Лукин ответил, что никакого партийного руководства тут не требуется, но что он с удовольствием съездит за Николаем Кораблевым, и вскоре пришел к Ивану Ивановичу. Но, войдя в комнату, как всегда насупленный и мрачный, тут же заговорил о том, что надо бы побеседовать с новой группой рабочих, присланных из Казахстана.

– Но об этом Николаю Степановичу ни-ни. Понимаете, ни-ни, – Иван Иванович даже обиделся, боясь того, что и Лукин начнет «молоть про лавры».

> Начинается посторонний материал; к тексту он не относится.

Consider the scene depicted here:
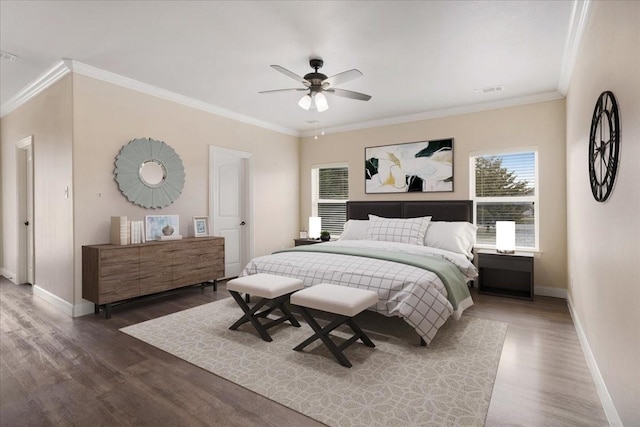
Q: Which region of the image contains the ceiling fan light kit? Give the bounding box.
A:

Лукин неожиданно тепло улыбнулся.

– Да ведь этим живем, Иван Иванович.

– Ну? Живете? Эх, ты. За это я, пожалуй, вас и полюблю, – Иван Иванович обнял Лукина, чувствуя под руками его худобу. – Вон вы какой, – одновременно думая и о худобе Лукина и о том, что тот живет строительством, проговорил он. – А впрочем, мы еще Альтмана с собой захватим. Он анекдоты мастер рассказывать. Вот и будем все втроем отвлекать Николая Степановича, – Иван Иванович даже озорно, по-мальчишески подмигнул.

3

На озеро Кисегач они ехали через горы по лесной дороге. Можно было бы отправиться и другим путем, по шоссе, сделав крюк километров в шестьдесят. Но Альтман настоял, чтобы ехали через горы.

– Да посмотрите хоть раз на природу. Вы, Иван Иванович, любите природу только уничтожать: заявитесь, снимете лес, выкорчуете все до основания – и давай завод строить. Вы хоть раз посмотрите на природу как человек, – говорил он, уже сев рядом с шофером, показывая, куда надо ехать.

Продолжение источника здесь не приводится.